The recent move made by the Anambra State Government to replace Mondays with Saturday lessons for students in public schools, effective Monday October 25, may be a good one on the surface if the disruption of school lessons on Mondays by the sit-at-home directive given by the Indigenous People of Biafra, IPOB, is considered.

That directive which has been largely effective, has led to pupils and students having four days instead of the usual five of academic work. In this respect, it shows a government anxious to make up for lost time and to ensure that our children are not disadvantaged.

In the circular sent out by the state government to this effect, all teachers and pupils were expected to adhere to the new development, with government assuring that quality supervision and every other supervision would now be held on such Saturdays.

According to the Chairman of Anambra State Universal Basic Education Board, (ASUBEB), Chief Patrick Ugboaja, it was a move made after stakeholders in the state met with the government to discuss the way forward for education. He said it was the best decision for the betterment of the children and education in general because of the current situation in the Southeast.

But a further look at it shows a government that may well have succumbed to the power of non-state actors, a development that could well be interpreted as two governments existing in one state. This is fraught with some negative consequences, chief of which is that these non-state actors may become emboldened by this singular ”victory” and come out with more damaging directives.

In any organized society, citizens look up to constituted authorities for direction and leadership but when such authorities abdicate their responsibilities to non-state actors, likely confusion may set in.

To say that confusion has not set in these days in the entire Southeast is to be economical with the truth. Many people now plan their activities to avoid them clashing with the sit-at-home days. Even when they do so, emergency sit-at-homes may still be declared and this automatically scuttles the plans of such people.

Indeed, even now, there are rumours of a looming one week sit-at-home to press home the demand for the unconditional release of IPOB leader, Nnamdi Kanu. This invariably brings the conduct of the Anambra State Governorship Election under threat of holding as the planned lockdown begins on the eve of the election.

The situation is further worsened by the fact that anyone could post a voice note on social media, threatening to attack people if they come out on a certain day and many will believe it. That is how bad the situation has become and it all boils down to the failure of government to take decisive actions on this matter when it should. Now, however, it is becoming too late to do so.

Barely a week ago, some idle youths somewhere in Awka went round the community and announced through a town crier that no one should come out the following Monday as they had observed that the people of the are did not observe the Monday sit-at-home. They claimed to have got authority from the community’s monarch.

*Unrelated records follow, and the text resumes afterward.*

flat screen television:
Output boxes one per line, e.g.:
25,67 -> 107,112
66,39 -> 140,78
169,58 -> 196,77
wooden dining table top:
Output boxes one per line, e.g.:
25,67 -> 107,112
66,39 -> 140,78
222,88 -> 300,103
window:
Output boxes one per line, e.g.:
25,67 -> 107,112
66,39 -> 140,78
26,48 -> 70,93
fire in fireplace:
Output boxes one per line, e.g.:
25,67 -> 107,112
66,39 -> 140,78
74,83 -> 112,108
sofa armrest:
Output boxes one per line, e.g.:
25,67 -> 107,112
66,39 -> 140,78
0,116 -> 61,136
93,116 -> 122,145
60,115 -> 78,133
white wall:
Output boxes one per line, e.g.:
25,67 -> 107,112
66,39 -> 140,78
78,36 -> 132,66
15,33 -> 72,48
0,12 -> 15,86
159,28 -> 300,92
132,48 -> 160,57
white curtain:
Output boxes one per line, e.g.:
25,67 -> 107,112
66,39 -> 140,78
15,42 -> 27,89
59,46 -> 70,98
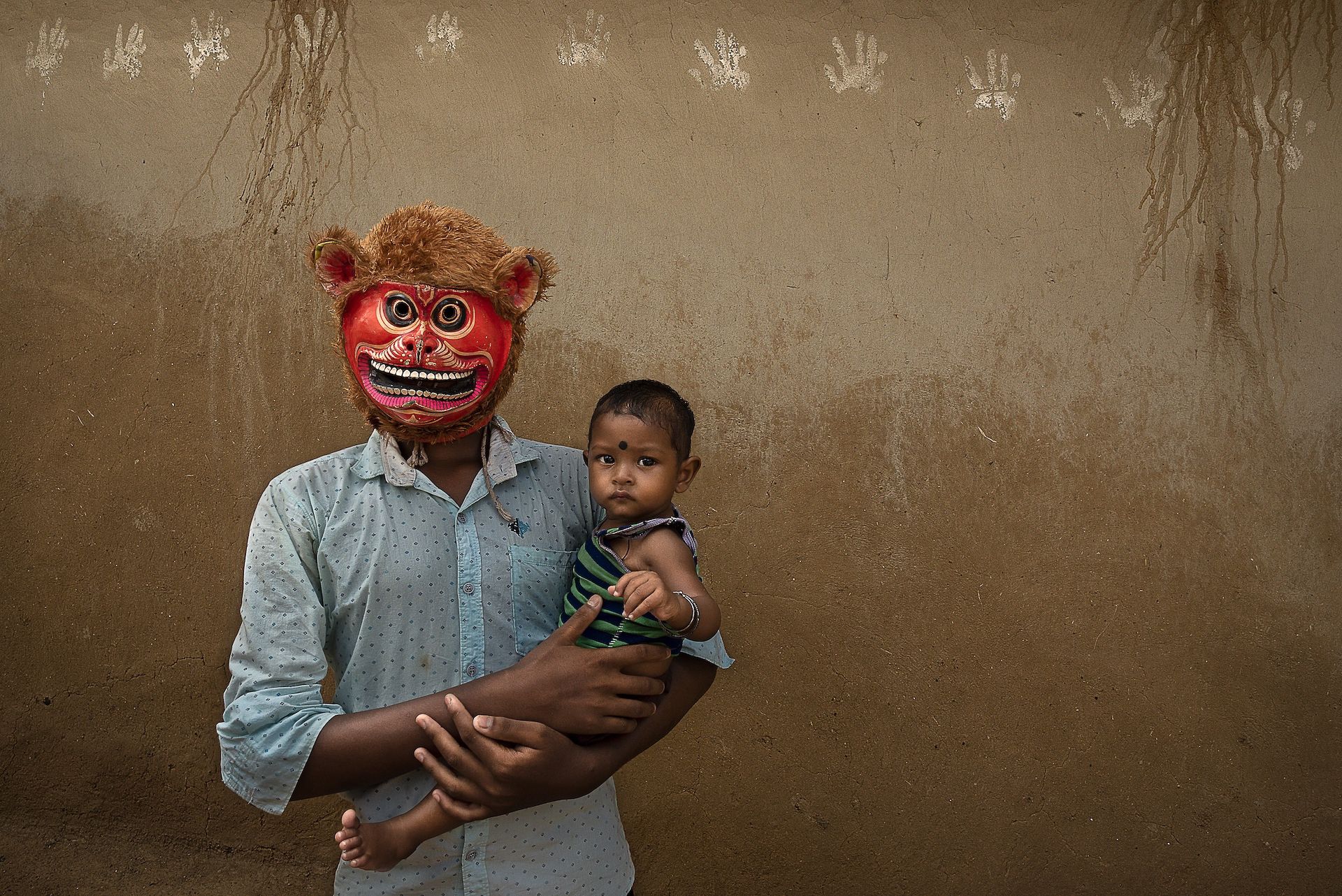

The next day many shops closed and some roads were barricaded. A woman was fleeced N20, 000 for ”daring” to come out in her vehicle. But investigations by some concerned people discovered that the said monarch who was said to have given the youths authorization did not do so. He also claimed he never heard about any announcement.

It was then that a counter announcement was reportedly made for people to come out. Had those concerned people not taken it upon themselves to counter the action of those youths, they would have succeeded in further bringing pain to peace loving, hardworking citizens.

What those concerned people was perhaps what our government and those of the entire Southeast should have done initially. But not being able to do so eventually emboldened the non-state actors who are now seemingly in control of governance.

This is why the recent directive by the government for schools to commence Saturday lessons appears defeatist. So if another day is yanked off by the non-state actors, does it mean the government will now direct that school days should be extended to Sundays?

We believe that having failed to use its authority to restore sanity in the state, government should have looked for other options, including diplomacy. We have always maintained that there should not be two governments in a state as that comes with attendant dangers.

Giving the impression of succumbing to non-state actors will therefore not solve the problem on the long run. It can only massage the ego of those non-state actors and invite them to continue flexing their muscle.

With the way things are going, the Southeast’s economy will soon collapse and this will only lead to more crime.

Thus while we commend the Anambra State Government for showing concern for our children’s education, we think it should do more to assert its authority before lawlessness overwhelms the state.